A new study suggests they have some work to do, as the fund-raisers themselves tell it. The survey of 270 major and planned giving officers at a range of colleges and universities, which was produced by Ruffalo Noel Levitz, suggests that the fund-raisers don't spend time on the activities they believe are most important, aren't armed with the most helpful information and are judged more on activity than on success.

"The bottom line is that they're not spending enough time meeting with the people most likely to give," said Brian Gawor, vice president of research in Ruffalo Noel Levitz's fund-raising management division and an author of the study.

The average fund-raiser in the survey was responsible for a total of 142 prospective donors of major or planned gifts, which are the kind of sizable gifts that institutions depend on to endow the sorts of scholarship programs that many institutions are banking on to keep college affordable as tuitions rise. Yet the officers visit with only about half of those prospects (52 percent) a year.

A majority of those surveyed (55 percent) said they spent less time on that wooing process than they would like. One in six donors said they spent too much time on identification and discovery of potential donors, and one in 10 said they spent too much time on qualifying (judging the viability of) potential donors.

Barely a quarter of the surveyed giving officers said that the primary tool used to decide which prospects to approach -- wealth ratings -- was "very effective" or "quite effective." And respondents said on average that only 37 percent of the prospective donors in their pools were, upon deeper analysis, "truly qualified" to make the sort of major donation the officers are seeking.

That suggests, said Gawor, that many officers have insufficient information with which to do their jobs. "Why are gift officers going into this cold?" he said.

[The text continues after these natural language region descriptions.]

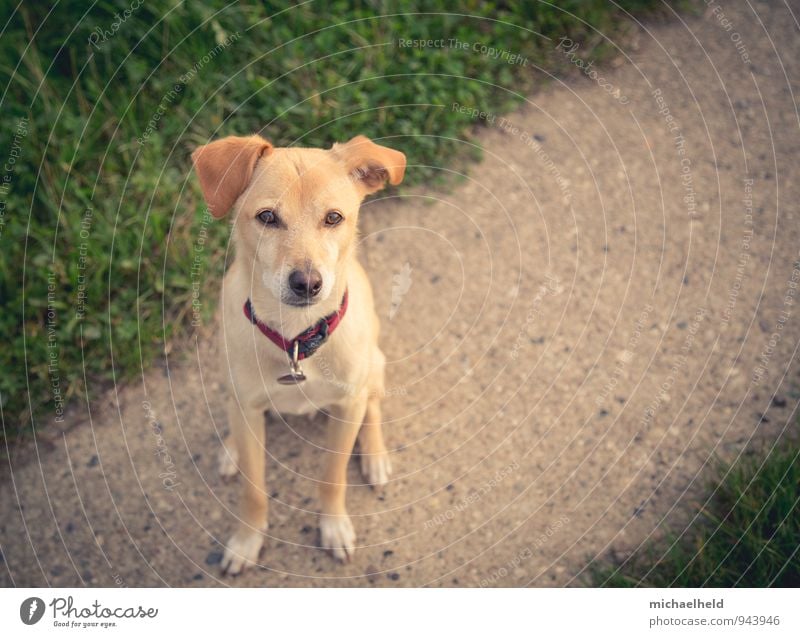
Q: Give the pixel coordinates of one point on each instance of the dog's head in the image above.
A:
(295, 209)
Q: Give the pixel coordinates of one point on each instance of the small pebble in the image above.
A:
(215, 557)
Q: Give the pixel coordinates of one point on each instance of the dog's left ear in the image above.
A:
(369, 164)
(225, 168)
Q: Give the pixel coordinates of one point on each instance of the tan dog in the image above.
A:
(295, 212)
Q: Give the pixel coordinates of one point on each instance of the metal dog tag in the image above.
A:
(295, 374)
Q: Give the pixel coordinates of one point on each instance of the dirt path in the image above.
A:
(588, 317)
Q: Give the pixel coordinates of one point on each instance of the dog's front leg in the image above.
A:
(336, 529)
(248, 435)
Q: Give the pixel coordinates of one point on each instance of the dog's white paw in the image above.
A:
(376, 468)
(241, 551)
(338, 535)
(228, 462)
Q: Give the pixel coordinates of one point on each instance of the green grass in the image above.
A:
(746, 534)
(308, 75)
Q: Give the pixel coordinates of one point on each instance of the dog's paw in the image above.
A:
(376, 468)
(338, 535)
(241, 551)
(228, 462)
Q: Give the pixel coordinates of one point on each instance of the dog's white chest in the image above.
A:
(307, 397)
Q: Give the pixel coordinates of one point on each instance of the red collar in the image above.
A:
(308, 341)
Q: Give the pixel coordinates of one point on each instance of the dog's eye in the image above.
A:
(333, 218)
(267, 217)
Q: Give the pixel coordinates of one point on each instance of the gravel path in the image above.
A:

Colleges and universities may also be judging the success of their fund-raisers using the wrong criteria, Gawor said. Asked about the top metrics used to judge their productivity, 85.4 percent said dollars raised, while the second and third criteria were total number of donor meetings and total number of solicitations they made to donors (72 and 61 percent, respectively). Lagging at 27 percent was solicitation success percentage, which is more closely tied to productivity.